Wagner's talk focused on the rapidly expanding field of space exploration, finding a reasonable work/life balance and women supporting women professionally.
"The doors to space are opening wider and wider," she told the audience. "I realized there was more than one career path in space. You can be things other than an astronaut, which was really useful for me to learn."
Wagner emphasized the importance of broadening space exploration to be more inclusive at a very basic, very human level. She told a story from the early 1980s of Sally Ride, the first American woman in space, when the only engineer in the room at the time was a male.
"He asked her what she would need for the mission, and she said some tampons, so they packed her 100 for a seven-day mission," she said, drawing laughter from the audience. "Good engineers need to understand the users."
She encouraged students to get involved with student clubs and hands-on engineering projects, calling it the "single most important thing I ever did in my education." She also discussed how the space race has rapidly evolved to a global venture.
"We're starting to find that we are opening doors wider and wider," Wagner said. "When I was a kid, there were 10 nations that had been into space.
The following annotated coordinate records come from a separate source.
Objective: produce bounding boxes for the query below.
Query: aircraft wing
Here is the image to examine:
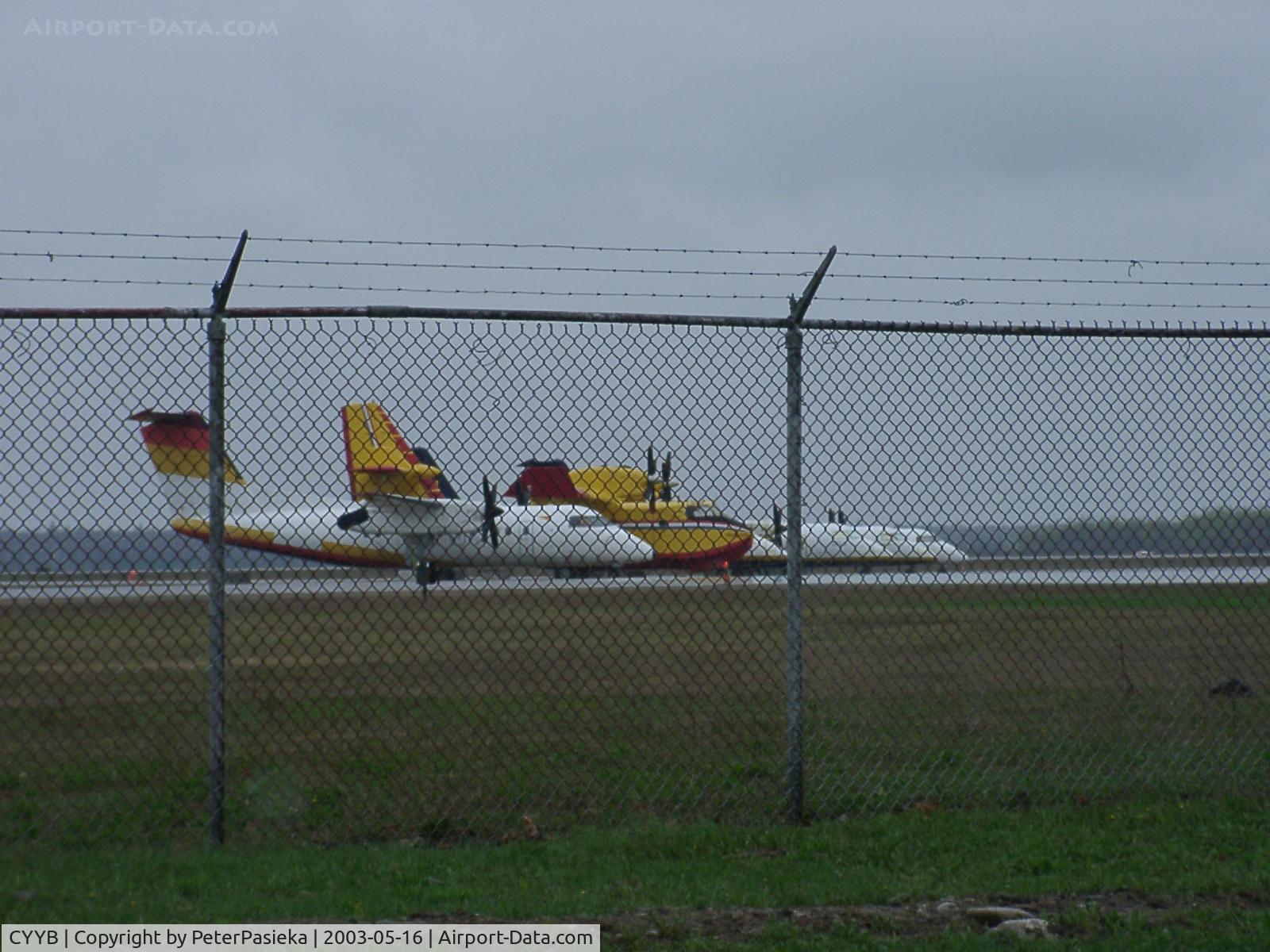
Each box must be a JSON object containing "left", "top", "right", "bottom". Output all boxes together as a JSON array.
[{"left": 339, "top": 493, "right": 484, "bottom": 536}]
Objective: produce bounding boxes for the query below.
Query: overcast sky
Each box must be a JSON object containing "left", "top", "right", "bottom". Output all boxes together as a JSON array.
[
  {"left": 0, "top": 0, "right": 1270, "bottom": 299},
  {"left": 0, "top": 0, "right": 1270, "bottom": 538}
]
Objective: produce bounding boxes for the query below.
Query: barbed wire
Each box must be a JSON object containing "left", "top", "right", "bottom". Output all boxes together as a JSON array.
[
  {"left": 0, "top": 251, "right": 1270, "bottom": 288},
  {"left": 0, "top": 274, "right": 1270, "bottom": 311},
  {"left": 0, "top": 228, "right": 1270, "bottom": 270}
]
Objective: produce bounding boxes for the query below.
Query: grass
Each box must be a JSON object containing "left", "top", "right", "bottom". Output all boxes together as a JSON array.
[
  {"left": 0, "top": 798, "right": 1270, "bottom": 950},
  {"left": 0, "top": 580, "right": 1270, "bottom": 846}
]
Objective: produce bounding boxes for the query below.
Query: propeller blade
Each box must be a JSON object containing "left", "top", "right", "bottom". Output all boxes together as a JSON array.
[
  {"left": 480, "top": 476, "right": 502, "bottom": 552},
  {"left": 335, "top": 505, "right": 371, "bottom": 531},
  {"left": 644, "top": 447, "right": 656, "bottom": 509}
]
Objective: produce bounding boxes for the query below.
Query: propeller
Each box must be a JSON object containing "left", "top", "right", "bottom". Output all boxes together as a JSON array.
[
  {"left": 644, "top": 447, "right": 656, "bottom": 509},
  {"left": 480, "top": 476, "right": 503, "bottom": 552},
  {"left": 335, "top": 505, "right": 371, "bottom": 532},
  {"left": 512, "top": 476, "right": 529, "bottom": 505}
]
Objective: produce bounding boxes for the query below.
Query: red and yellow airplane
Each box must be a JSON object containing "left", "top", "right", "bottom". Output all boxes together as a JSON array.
[
  {"left": 129, "top": 404, "right": 654, "bottom": 585},
  {"left": 504, "top": 449, "right": 754, "bottom": 571}
]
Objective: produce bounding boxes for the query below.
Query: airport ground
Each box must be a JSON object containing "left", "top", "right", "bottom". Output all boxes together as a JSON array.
[{"left": 0, "top": 569, "right": 1270, "bottom": 950}]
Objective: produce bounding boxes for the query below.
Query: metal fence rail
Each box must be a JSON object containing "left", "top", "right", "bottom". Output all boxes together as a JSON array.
[{"left": 0, "top": 294, "right": 1270, "bottom": 843}]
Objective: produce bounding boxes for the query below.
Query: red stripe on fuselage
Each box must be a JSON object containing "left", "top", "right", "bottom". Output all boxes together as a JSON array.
[
  {"left": 141, "top": 423, "right": 212, "bottom": 453},
  {"left": 503, "top": 466, "right": 583, "bottom": 503},
  {"left": 648, "top": 538, "right": 753, "bottom": 571},
  {"left": 175, "top": 528, "right": 405, "bottom": 569}
]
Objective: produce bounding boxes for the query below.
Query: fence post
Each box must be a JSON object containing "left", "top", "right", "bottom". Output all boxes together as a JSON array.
[
  {"left": 785, "top": 246, "right": 838, "bottom": 823},
  {"left": 207, "top": 231, "right": 246, "bottom": 846}
]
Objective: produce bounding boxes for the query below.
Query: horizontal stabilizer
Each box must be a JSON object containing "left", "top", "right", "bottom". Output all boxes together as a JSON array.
[
  {"left": 343, "top": 404, "right": 444, "bottom": 500},
  {"left": 503, "top": 459, "right": 583, "bottom": 504},
  {"left": 129, "top": 410, "right": 246, "bottom": 485}
]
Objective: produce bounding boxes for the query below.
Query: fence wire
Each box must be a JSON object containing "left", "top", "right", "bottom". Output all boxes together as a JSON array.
[{"left": 0, "top": 309, "right": 1270, "bottom": 843}]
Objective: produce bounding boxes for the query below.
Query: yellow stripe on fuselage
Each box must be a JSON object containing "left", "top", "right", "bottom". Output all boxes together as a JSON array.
[
  {"left": 148, "top": 444, "right": 246, "bottom": 486},
  {"left": 622, "top": 523, "right": 751, "bottom": 556},
  {"left": 321, "top": 542, "right": 405, "bottom": 565},
  {"left": 171, "top": 519, "right": 278, "bottom": 546}
]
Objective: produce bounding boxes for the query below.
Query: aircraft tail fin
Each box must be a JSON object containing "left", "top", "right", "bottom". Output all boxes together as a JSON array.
[
  {"left": 129, "top": 410, "right": 246, "bottom": 518},
  {"left": 503, "top": 459, "right": 584, "bottom": 505},
  {"left": 343, "top": 404, "right": 453, "bottom": 500}
]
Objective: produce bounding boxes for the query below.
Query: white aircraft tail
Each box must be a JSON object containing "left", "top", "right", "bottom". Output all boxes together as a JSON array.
[{"left": 129, "top": 410, "right": 246, "bottom": 519}]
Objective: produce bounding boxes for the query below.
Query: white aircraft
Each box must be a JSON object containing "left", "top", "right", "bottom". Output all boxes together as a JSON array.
[
  {"left": 129, "top": 404, "right": 654, "bottom": 586},
  {"left": 741, "top": 505, "right": 965, "bottom": 570}
]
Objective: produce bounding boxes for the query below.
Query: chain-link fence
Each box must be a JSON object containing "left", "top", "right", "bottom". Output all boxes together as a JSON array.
[{"left": 0, "top": 307, "right": 1270, "bottom": 843}]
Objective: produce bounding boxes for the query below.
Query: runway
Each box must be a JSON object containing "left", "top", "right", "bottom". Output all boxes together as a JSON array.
[{"left": 7, "top": 565, "right": 1270, "bottom": 605}]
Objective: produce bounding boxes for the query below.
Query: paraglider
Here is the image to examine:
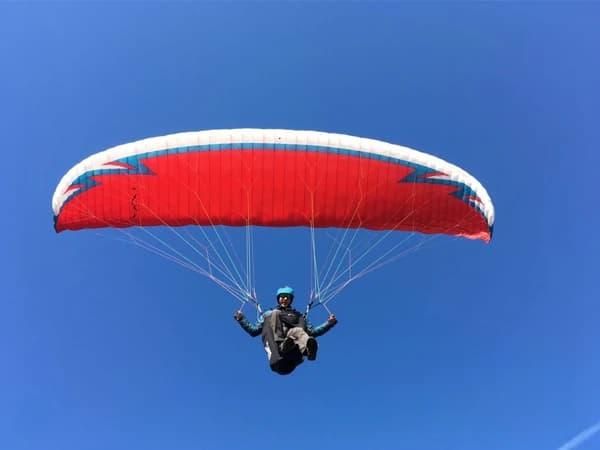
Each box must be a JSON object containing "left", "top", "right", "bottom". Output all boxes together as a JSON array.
[
  {"left": 234, "top": 286, "right": 337, "bottom": 375},
  {"left": 52, "top": 129, "right": 494, "bottom": 372}
]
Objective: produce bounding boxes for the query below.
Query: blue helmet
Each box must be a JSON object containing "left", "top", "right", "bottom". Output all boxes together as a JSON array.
[{"left": 277, "top": 286, "right": 294, "bottom": 298}]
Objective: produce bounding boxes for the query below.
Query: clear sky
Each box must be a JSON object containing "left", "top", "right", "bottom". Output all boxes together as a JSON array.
[{"left": 0, "top": 2, "right": 600, "bottom": 450}]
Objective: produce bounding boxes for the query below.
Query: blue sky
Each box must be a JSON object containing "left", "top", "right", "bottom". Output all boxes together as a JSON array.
[{"left": 0, "top": 2, "right": 600, "bottom": 450}]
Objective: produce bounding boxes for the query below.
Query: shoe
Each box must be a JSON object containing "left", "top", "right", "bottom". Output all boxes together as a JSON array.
[
  {"left": 306, "top": 338, "right": 319, "bottom": 361},
  {"left": 279, "top": 338, "right": 296, "bottom": 353}
]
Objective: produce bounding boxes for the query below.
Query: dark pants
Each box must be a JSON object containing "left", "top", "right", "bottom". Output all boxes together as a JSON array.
[{"left": 262, "top": 311, "right": 304, "bottom": 375}]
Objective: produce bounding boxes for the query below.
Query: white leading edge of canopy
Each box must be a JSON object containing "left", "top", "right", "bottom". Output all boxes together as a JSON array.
[{"left": 52, "top": 128, "right": 494, "bottom": 226}]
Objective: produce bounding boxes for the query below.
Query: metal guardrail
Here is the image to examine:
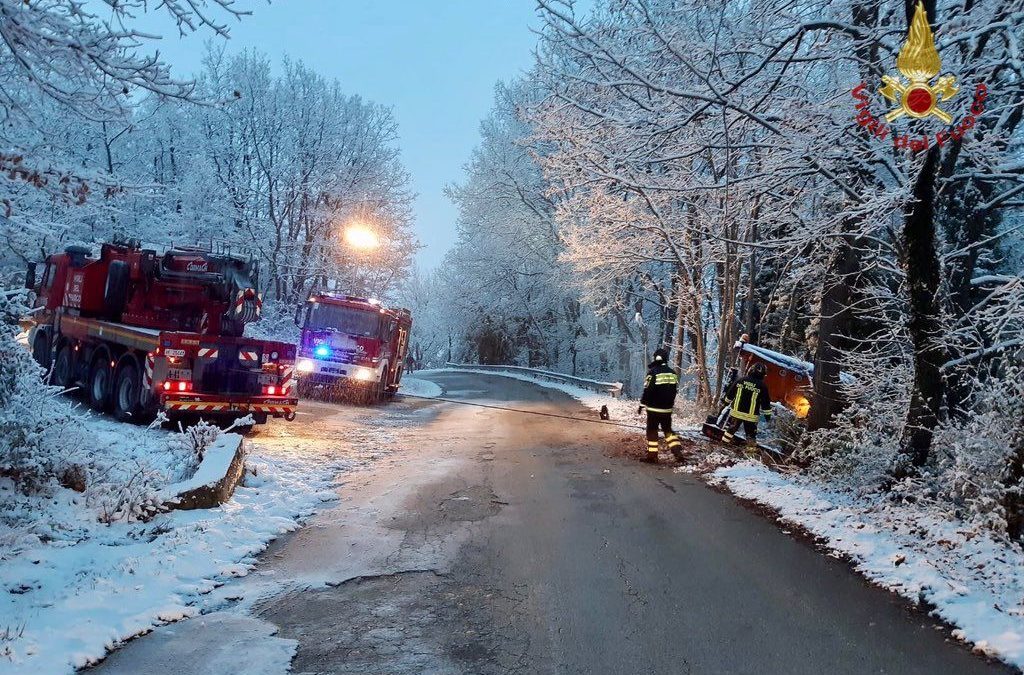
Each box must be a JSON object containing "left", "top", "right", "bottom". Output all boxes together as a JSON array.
[{"left": 445, "top": 363, "right": 623, "bottom": 398}]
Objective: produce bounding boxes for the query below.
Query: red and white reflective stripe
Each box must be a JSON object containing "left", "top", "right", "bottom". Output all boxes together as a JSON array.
[
  {"left": 167, "top": 400, "right": 230, "bottom": 412},
  {"left": 234, "top": 291, "right": 246, "bottom": 314},
  {"left": 250, "top": 405, "right": 295, "bottom": 415}
]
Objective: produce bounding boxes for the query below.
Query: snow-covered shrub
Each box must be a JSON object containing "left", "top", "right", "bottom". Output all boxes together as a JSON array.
[
  {"left": 167, "top": 420, "right": 220, "bottom": 480},
  {"left": 933, "top": 365, "right": 1024, "bottom": 538},
  {"left": 0, "top": 289, "right": 90, "bottom": 492},
  {"left": 86, "top": 461, "right": 166, "bottom": 523},
  {"left": 796, "top": 367, "right": 910, "bottom": 494}
]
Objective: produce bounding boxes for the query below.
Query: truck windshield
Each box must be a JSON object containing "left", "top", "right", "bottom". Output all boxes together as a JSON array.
[{"left": 306, "top": 302, "right": 381, "bottom": 337}]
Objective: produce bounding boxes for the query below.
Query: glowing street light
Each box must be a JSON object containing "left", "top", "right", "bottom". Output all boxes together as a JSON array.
[{"left": 344, "top": 222, "right": 381, "bottom": 251}]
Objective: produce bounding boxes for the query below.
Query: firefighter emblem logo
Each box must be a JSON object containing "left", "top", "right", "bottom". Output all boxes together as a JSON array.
[{"left": 879, "top": 0, "right": 959, "bottom": 124}]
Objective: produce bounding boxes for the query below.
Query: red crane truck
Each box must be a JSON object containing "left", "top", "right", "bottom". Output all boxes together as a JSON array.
[
  {"left": 26, "top": 242, "right": 298, "bottom": 424},
  {"left": 296, "top": 293, "right": 413, "bottom": 403}
]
Today there are 51."
She closed her address with a message about the importance of listening to one's instincts.
"What does the still, small inner voice in your head tell you about your dreams? What did you want to be when you were 4 or 5 or 6? Does that still drive you today?" Wagner asked. "It may or may not. And then, how do you find the other women around you? Who are your people? How do you lift them up? How do you start to tell broader stories? How do you start to open doors and how do you be more inclusive about the futures that work creates?"
The college of engineering has 26 tenure-track female faculty members, 15 non-tenure track faculty and 691 female students who comprise 20% of the college's enrollment.